When it was first launched, the Galaxy Z Flip was on the pricey side as expected, costing $1,200, now you can scoop one for $600, a clear sign that Samsung is about to hit us with something new. While initially, we felt the phone was punching above its weight with such a high price, but we were left pleasantly surprised at just how good this phone is. Here are some of the things we loved about the phone:
Attractive design: The Galaxy Z Flip is a beautiful and well-designed device. It features a glossy finish that easily helps it stand out, and the hinge in the foldable screen isn’t an eyesore like on the RAZR. We also loved the fact that the 1.1-inch Super AMOLED panel on the’s phones exterior is big enough to show you notifications and serves as a mini viewfinder to help you take selfies when the phone is closed.
Solid camera: Unlike the Galaxy Z Fold2, the Galaxy Z Flip comes with a primary camera that pairs two 12-megapixel sensors — one with an ƒ/1.8 regular wide lens, and the other with ƒ/2.2 ultra-wide optics that takes some excellent photos despite having half the number of lenses the Galaxy S20 Plus and Galaxy S20 Ultra offered.

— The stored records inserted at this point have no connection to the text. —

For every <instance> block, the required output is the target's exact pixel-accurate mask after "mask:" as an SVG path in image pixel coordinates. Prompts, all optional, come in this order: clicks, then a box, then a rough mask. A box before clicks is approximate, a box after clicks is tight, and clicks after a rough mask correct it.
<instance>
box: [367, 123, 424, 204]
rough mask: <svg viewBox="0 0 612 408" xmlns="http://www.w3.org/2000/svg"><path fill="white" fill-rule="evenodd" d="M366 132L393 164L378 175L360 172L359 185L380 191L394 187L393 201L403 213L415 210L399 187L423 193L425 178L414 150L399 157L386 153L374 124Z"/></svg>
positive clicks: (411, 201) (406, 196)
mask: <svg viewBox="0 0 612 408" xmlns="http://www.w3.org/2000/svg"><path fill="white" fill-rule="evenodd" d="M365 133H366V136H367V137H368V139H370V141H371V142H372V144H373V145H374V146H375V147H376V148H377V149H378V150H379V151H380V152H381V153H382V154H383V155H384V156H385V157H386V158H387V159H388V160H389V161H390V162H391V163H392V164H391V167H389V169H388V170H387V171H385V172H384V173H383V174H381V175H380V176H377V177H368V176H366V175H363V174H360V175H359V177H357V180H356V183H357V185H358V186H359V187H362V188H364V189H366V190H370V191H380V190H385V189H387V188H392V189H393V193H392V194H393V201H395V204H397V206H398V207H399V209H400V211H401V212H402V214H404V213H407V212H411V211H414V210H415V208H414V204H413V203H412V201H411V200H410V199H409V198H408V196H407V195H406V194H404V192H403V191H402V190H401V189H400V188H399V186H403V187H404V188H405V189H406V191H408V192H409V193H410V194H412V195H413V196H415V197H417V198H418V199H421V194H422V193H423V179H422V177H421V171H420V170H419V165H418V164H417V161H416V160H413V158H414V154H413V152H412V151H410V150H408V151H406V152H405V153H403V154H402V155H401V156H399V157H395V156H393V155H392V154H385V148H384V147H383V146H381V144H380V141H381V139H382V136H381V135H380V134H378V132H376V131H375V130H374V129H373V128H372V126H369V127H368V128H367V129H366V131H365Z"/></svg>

It also can multitask: Like the Galaxy Z Fold2, the Galaxy Z Flip can also multitask by utilizing the Multi-Active Window feature. But there is a small caveat. You can only pair two apps compared to the Galaxy Z Fold2’s three, which makes sense because of the smaller design of the Galaxy Z Flip.
Smaller is better: The Galaxy Z Fold2 is a pretty big device. With the Z Flip, you get a much more compact experience that comfortably fits right in your pockets.
Flex mode: The mode exclusively made for Samsung’s foldable devices works very well on the Galaxy Z Flip and provides the same features for apps that have been designed to utilize the Flex Mode feature.
Now for the cons:
Battery life: The Galaxy Z Flip features a 3,300-mAh battery, which is understandable for a phone this size. While it’s significantly larger than the Razr’s tiny 2,510-mAh power pack, it still takes a hit in the battery life department, giving users about 8 hours of battery life. While that’s 2-hours better than the Razr’s battery life, it’s 90 minutes less than the average smartphone. But thanks to fast charging, you can quickly get back in the game if you desperately need some juice.
Those damn fingerprints: Like the Galaxy Z Fold2, the Z Flip also has an annoying fingerprint problem. The glossy finish on the phone makes it attractive to look at and makes the phone slippery and will be littered with fingerprints while you use it.
The fingerprint reader is unreliable: Just like its big brother, the fingerprint reader is hit or miss and had us asking why didn’t Samsung build the reader into the screen. This is definitely something we hope Samsung does with its next foldable devices.
Samsung is not the only company making foldable devices. Apple is rumored to have a prototype foldable phone, and other companies like Huawei are offering decent foldable phone models to customers. But thanks to the Galaxy Z Fold2 and Galaxy Z Flip, Samsung is well ahead of the curve in the foldable market and will increase its hold on it with new devices that are rumored to be announced sometime this summer.
With that said, if you have been considering getting a foldable phone, you can’t go wrong with either Galaxy Z Fold2 or Galaxy Z Flip, especially now that each device has seen a significant price cut.